Information crucial in dangerous times
The frightening, destructive and fatal Port Hills fires this week have been witnessed by probably hundreds of thousands of people, giving rise to concern and anxiety, even among those whose homes and businesses were well out of the fire zones or evacuation areas. To those watching, from near or far, a lack of reliable information has sometimes been excruciating.
Civil Defence Minister Gerry Brownlee said yesterday he was getting his ‘‘most accurate advice’’ from the news media rather than from officials at key moments during the emergency. This was saying something because the news media was in turn scrambling to get useful information that it could pass on to the public and, apparently, the minister.
Some will say that when a crisis of this magnitude hits, people need to get on with dealing with it, rather than telling people what is going on. This is misguided. Reliable information is crucial in dangerous times – to calm public anxiety, to mobilise resources from within the community, to tell people to move when they need to, and to warn people to stay away at times. Anyone who lived through the earthquakes of 2010-2011 will remember the necessary public hunger for information about what was going on.
New Zealand authorities and agencies have had plenty of practice in dealing with disasters in recent years, but sometimes still seem to fall short in getting necessary information and advice out. The confusion over the tsunami warning following last November’s Kaikoura earthquake is another example. In other cases, authorities have made questionable decisions – central Wellington was reopened far too quickly after the Kaikoura quake because Mayor Justin Lester didn’t want to create ‘‘fear or hysteria’’ by keeping the CBD closed. Fear and hysteria are more likely when people are ill-informed.
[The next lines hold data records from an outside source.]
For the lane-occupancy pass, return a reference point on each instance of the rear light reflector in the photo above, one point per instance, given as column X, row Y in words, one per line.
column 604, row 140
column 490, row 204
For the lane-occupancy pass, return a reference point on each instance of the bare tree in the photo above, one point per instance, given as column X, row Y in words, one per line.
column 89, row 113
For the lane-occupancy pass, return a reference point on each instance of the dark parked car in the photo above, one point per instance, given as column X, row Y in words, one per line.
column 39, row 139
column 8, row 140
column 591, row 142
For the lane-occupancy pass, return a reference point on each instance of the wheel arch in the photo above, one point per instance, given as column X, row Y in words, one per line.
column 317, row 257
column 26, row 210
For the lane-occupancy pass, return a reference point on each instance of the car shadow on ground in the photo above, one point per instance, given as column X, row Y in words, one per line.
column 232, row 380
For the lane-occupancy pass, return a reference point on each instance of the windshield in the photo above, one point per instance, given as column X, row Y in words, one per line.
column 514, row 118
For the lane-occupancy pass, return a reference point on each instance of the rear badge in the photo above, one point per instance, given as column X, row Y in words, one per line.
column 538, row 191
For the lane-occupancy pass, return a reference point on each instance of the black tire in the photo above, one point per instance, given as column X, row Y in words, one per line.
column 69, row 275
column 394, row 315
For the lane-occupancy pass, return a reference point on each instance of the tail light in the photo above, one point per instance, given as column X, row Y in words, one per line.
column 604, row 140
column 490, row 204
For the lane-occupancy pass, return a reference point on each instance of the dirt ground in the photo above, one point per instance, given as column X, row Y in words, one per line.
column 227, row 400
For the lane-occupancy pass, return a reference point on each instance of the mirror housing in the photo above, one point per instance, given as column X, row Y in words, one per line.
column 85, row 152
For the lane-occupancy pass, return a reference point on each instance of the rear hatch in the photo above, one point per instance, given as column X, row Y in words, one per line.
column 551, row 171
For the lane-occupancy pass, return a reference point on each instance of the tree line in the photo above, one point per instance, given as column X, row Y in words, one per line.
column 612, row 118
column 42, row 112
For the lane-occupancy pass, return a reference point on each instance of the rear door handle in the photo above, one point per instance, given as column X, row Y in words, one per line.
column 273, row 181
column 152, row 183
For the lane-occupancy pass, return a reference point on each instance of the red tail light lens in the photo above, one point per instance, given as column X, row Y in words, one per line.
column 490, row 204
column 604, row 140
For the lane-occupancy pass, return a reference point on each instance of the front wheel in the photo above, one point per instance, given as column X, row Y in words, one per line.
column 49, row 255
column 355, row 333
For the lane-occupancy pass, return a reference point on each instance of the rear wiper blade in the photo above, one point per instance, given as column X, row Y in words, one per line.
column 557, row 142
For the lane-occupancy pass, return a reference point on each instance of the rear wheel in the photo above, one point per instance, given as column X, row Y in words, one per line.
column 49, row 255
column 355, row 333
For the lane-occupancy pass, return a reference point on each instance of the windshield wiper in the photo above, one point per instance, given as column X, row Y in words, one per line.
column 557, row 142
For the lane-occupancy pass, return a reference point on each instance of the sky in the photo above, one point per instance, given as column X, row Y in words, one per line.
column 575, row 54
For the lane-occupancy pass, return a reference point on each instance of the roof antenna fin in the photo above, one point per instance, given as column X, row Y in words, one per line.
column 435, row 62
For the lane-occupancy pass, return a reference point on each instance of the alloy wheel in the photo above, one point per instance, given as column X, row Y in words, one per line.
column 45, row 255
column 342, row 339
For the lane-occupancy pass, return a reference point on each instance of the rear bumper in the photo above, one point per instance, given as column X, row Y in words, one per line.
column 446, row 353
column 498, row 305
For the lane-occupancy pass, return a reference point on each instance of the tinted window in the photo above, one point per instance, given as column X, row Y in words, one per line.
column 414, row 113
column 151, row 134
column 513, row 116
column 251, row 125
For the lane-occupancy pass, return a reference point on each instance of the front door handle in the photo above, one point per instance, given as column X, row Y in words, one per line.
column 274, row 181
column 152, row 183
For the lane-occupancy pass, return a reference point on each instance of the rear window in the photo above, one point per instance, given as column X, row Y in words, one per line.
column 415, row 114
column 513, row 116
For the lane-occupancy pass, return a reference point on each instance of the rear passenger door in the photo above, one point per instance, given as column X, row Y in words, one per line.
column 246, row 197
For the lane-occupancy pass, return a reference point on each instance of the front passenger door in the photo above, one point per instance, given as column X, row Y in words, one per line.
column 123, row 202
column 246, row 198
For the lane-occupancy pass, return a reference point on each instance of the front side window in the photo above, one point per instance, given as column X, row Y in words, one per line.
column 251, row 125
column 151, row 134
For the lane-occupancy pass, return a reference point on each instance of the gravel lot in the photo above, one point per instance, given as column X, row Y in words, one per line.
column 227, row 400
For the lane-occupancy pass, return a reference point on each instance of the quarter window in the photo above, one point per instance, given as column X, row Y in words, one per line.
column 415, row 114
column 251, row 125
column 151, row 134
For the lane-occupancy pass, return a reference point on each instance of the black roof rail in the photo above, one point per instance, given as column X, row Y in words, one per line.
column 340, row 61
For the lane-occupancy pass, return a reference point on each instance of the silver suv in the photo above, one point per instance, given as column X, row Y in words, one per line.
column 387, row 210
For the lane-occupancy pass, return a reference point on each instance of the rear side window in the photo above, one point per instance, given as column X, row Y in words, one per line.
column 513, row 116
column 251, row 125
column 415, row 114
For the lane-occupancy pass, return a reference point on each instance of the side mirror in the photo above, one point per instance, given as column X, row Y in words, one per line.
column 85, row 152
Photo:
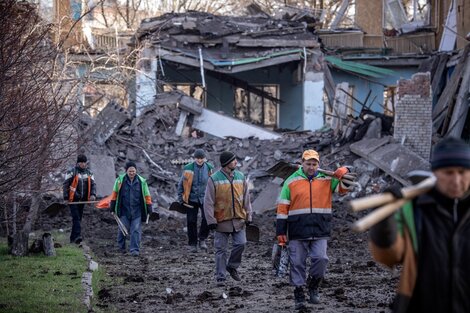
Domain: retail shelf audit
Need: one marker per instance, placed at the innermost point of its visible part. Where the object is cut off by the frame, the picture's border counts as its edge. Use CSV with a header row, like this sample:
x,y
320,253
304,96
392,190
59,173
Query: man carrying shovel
x,y
191,190
430,235
304,216
228,209
79,186
132,204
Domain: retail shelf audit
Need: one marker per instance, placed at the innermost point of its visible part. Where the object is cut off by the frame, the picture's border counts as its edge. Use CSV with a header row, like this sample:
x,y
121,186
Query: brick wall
x,y
413,114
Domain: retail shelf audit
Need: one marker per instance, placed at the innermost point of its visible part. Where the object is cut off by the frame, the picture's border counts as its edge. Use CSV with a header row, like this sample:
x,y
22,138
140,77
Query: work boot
x,y
203,245
313,285
233,272
299,298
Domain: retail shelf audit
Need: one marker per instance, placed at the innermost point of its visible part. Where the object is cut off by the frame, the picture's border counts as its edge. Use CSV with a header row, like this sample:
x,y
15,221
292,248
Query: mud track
x,y
167,278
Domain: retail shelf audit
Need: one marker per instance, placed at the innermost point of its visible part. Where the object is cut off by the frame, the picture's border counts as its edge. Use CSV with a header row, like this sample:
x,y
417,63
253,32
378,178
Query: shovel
x,y
252,233
181,208
280,259
54,208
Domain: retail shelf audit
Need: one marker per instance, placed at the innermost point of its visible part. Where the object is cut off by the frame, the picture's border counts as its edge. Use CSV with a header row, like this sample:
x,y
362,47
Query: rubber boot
x,y
299,298
313,286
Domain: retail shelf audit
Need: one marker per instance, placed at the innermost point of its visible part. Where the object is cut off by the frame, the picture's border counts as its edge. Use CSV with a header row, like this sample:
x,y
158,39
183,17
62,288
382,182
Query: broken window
x,y
257,109
406,15
389,100
193,90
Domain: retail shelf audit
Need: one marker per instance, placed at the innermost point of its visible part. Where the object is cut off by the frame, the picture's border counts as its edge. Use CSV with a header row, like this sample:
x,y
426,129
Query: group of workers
x,y
428,235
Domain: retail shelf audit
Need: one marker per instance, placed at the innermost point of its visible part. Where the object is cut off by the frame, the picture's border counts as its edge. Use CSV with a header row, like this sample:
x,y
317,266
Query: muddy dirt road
x,y
167,278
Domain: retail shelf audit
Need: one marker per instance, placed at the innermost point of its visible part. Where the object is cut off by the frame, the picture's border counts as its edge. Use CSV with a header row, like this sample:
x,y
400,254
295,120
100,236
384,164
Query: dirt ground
x,y
167,278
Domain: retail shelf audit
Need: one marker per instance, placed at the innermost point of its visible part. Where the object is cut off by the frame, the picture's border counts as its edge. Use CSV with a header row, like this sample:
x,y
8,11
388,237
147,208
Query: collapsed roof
x,y
227,44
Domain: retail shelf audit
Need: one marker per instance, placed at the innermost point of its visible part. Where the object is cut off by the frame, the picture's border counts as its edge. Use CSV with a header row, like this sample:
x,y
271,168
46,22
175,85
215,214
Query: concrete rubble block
x,y
108,121
222,126
191,105
102,167
363,166
391,157
267,198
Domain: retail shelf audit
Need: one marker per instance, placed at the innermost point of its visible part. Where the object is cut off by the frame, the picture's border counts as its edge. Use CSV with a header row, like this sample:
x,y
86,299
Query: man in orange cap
x,y
304,217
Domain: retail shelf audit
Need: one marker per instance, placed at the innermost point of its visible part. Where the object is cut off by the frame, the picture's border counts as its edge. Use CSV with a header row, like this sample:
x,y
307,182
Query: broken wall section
x,y
413,114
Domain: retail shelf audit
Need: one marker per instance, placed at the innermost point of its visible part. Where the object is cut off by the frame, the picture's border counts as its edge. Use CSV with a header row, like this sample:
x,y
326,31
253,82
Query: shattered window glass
x,y
406,15
256,109
193,90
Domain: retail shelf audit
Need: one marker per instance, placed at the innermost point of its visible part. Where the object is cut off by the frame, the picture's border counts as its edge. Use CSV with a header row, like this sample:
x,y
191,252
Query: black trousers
x,y
76,211
191,218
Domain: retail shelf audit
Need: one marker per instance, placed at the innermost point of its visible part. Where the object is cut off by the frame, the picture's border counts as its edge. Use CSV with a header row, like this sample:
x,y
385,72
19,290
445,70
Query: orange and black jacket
x,y
304,207
79,185
430,238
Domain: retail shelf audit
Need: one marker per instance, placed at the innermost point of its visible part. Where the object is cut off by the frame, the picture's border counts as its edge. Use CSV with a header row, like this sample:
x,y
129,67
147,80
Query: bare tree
x,y
35,116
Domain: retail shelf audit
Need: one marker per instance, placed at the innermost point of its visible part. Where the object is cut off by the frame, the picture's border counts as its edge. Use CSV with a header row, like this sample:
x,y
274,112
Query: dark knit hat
x,y
199,154
226,157
451,152
130,164
81,158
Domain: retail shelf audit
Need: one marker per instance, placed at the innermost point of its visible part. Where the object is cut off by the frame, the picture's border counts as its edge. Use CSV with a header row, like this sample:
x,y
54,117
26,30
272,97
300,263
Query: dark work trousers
x,y
76,211
191,217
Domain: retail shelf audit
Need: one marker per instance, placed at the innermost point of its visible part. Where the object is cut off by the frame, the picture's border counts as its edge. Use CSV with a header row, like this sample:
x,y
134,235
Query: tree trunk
x,y
35,201
18,244
48,244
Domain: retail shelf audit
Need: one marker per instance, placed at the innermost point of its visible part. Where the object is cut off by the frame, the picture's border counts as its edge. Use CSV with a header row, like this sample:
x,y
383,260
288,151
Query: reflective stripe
x,y
221,182
294,179
308,211
284,201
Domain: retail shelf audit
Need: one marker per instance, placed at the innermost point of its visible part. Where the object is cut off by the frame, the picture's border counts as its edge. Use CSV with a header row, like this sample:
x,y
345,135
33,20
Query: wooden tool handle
x,y
84,202
384,198
377,215
331,173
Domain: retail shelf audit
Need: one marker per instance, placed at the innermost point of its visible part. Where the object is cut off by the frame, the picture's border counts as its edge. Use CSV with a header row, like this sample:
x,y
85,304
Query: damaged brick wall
x,y
413,114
In Christchurch this week, the state of emergency was declared 48 hours after the fires started, after mass evacuations began and only after a serious escalation of the blazes which might have been foreseen in a worst-casescenario risk assessment. Civil Defence guidelines state that states of emergency should be declared ‘‘early rather than late’’ – advice which seems to have been ignored in this case. No-one can doubt the bravery and dedication of those on the front lines, but there seems to have been blocked lines of communication at the strategic level.
Maybe part of the problem is that New Zealand, a country of just 4.5 million people, has multiple layers of authorities and agencies with sometimes conflicting roles. The fires have burned across the boundaries of Christchurch City and Selwyn District, which is why the state of emergency was declared jointly by mayors Lianne Dalziel and Sam Broughton. How long did it take them to coordinate that decision? Could a single authority have done it more quickly? Brownlee had the power to declare an emergency himself, as did the wider-area Civil Defence Emergency Management Group, but they did not do so. The Selwyn Rural Fire Authority was the lead agency in fighting the fires, which seemed incongruous once houses in Christchurch city suburbs began to burn.
There has to be a swifter and simpler way of dealing with emergencies, and in letting people know how to react. That needs to be one of the lessons learned from these fires.
Fear and hysteria are more likely when people are ill-informed.